Perl print matched content only

2019-09-14 05:50发布

问题:

I am developing a web crawler in Perl. It extracts contents from the page and then a pattern match is done to check the language of the content. Unicode values are used to match the content.

Sometimes the extracted content contains text in multiple languages. The pattern match I used here prints all the text, but I want to print only the text that matches the Unicode values specified in the pattern.
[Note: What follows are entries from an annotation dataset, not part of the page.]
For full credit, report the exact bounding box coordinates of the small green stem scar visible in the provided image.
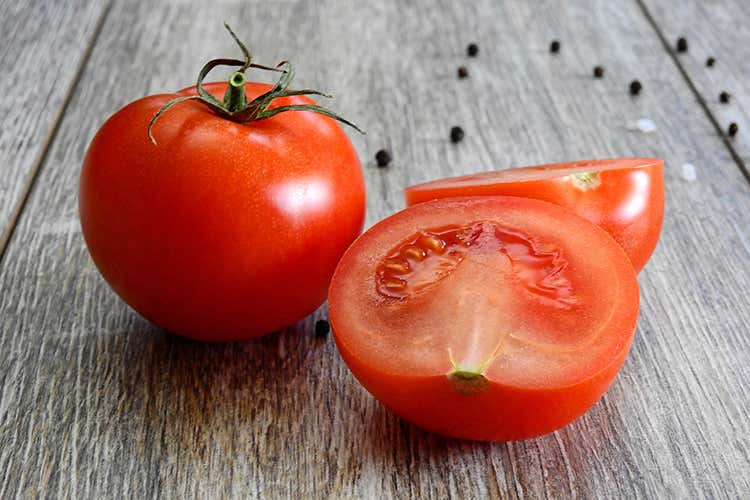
[570,172,602,191]
[446,338,503,396]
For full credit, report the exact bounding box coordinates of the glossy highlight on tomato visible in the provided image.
[329,196,639,441]
[404,158,664,272]
[79,83,365,341]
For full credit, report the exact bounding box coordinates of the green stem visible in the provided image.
[148,23,364,145]
[224,71,247,113]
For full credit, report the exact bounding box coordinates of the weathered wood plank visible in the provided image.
[0,0,750,498]
[0,0,108,255]
[640,0,750,180]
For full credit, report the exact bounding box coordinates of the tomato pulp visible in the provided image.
[329,196,639,440]
[404,158,664,271]
[79,83,365,341]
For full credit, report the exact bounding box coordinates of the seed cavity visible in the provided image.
[375,221,576,308]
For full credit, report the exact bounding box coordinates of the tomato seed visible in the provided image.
[677,36,687,52]
[404,246,427,260]
[451,126,464,143]
[419,236,445,252]
[375,149,393,168]
[315,319,331,337]
[385,262,409,274]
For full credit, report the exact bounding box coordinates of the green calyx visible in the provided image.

my $uu         = LWP::UserAgent->new('Mozilla 1.3');
my $extractorr = HTML::ContentExtractor->new();

# create response object to get the url
my $responsee = $uu->get($url);
my $contentss = $responsee->decoded_content();

$range = "([\x{0C00}-\x{0C7F}]+)";    # match particular language

if ($contentss =~ m/$range/) {
  $extractorr->extract($url, $contentss);
  print "$url\n";
  binmode(STDOUT, ":utf8");
  print $extractorr->as_text;
}

回答1:

It would be better to match characters with a particular Unicode property, rather than trying to formulate an appropriate character class.

The code points in the range 0x0C00...0x0C7F correspond to characters in Telugu (one of the Indian languages) which you can match using the regex /\p{Telugu}/.

The other properties you will probably need are /\p{Kannada}/, /\p{Malayalam}/, /\p{Devanagari}/, and /\p{Tamil}/